Across 25 general practice (GP) study sites, 1968 participants were screened of which 1157 were determined to be eligible. Of these, 721 declined to participate or did not respond, resulting in 299 (15.2%) of initially screened participants ultimately recruited and randomised.
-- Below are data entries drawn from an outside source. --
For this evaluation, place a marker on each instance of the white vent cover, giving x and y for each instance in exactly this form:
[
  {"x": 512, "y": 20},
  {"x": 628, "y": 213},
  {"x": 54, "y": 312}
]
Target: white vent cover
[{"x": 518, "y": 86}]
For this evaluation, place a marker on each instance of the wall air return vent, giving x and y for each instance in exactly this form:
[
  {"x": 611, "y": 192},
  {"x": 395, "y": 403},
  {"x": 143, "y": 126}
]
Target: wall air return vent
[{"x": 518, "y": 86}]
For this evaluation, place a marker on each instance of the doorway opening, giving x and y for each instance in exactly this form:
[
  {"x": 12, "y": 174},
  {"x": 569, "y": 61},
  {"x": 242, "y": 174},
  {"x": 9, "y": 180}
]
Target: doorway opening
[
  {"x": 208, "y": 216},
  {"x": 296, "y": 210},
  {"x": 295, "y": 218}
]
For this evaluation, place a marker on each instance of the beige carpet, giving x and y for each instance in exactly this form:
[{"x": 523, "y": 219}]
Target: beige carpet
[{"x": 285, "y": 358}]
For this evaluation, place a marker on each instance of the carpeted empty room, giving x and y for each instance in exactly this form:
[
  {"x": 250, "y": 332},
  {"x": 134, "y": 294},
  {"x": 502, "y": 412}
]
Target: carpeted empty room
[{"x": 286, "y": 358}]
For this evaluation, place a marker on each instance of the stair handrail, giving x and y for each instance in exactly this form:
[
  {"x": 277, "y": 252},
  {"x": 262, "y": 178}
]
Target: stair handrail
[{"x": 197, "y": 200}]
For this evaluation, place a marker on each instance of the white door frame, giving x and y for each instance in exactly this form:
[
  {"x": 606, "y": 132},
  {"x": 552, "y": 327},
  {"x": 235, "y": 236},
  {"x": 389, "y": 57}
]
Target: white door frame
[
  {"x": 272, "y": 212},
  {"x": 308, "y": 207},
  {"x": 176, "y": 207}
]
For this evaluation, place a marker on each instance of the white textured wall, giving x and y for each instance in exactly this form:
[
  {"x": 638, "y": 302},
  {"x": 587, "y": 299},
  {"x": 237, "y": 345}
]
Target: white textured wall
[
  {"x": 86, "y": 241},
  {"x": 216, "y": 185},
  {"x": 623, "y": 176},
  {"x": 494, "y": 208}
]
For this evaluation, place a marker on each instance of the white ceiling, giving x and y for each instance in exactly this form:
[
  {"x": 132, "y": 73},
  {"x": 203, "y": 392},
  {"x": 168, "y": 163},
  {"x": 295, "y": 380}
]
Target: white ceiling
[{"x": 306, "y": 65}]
The flow of participants in the study is presented in Appendix 3. Table 1 shows the recruitment of participants by study site and results of the key outcomes assessed.

Table 1.

Recruitment efficiency and recruitment costs

Practice ID Database screened Eligible Randomised Recruitment efficiencya Staff time per patient randomised (hours) Cost per randomised patient ($)
1 20 15 14 1.43 2.29 167
2 86 64 8 10.75 5 366
3 26 16 16 1.63 4 276
4 31 14 6 5.17 6.5 435
5 113 54 21 5.38 2.48 188
6 123 100 17 7.24 2.76 220
7 22 7 2 11 11 797
8 96 23 10 9.6 3.3 213
9 31 25 9 3.44 1.11 74
10 116 54 22 5.27 3.09 254
11 98 59 8 12.25 4.38 307
12 32 17 16 2 1.75 144
13 66 34 5 13.2 8.4 574
14 98 55 16 6.13 2.63 179
15 15 12 2 7.5 2.5 181
16 49 17 7 7 7.14 472
17 168 121 21 8 0.62 127
18 17 6 2 8.5 4.5 330
19 169 106 30 5.63 1.4 132
20 75 39 6 12.5 5.33 357
21 44 26 12 3.67 2.33 179
22 164 116 28 5.86 2.07 147
23 117 39 8 14.63 3.25 234
24 73 45 7 10.43 3.71 269
25 119 93 6 19.83 5 314
Mean (SD) 78.7 (49.4) 46.3 (35.6) 12 (7.9) 7.9 (4.4) 3.9 (2.4) 277(160.6)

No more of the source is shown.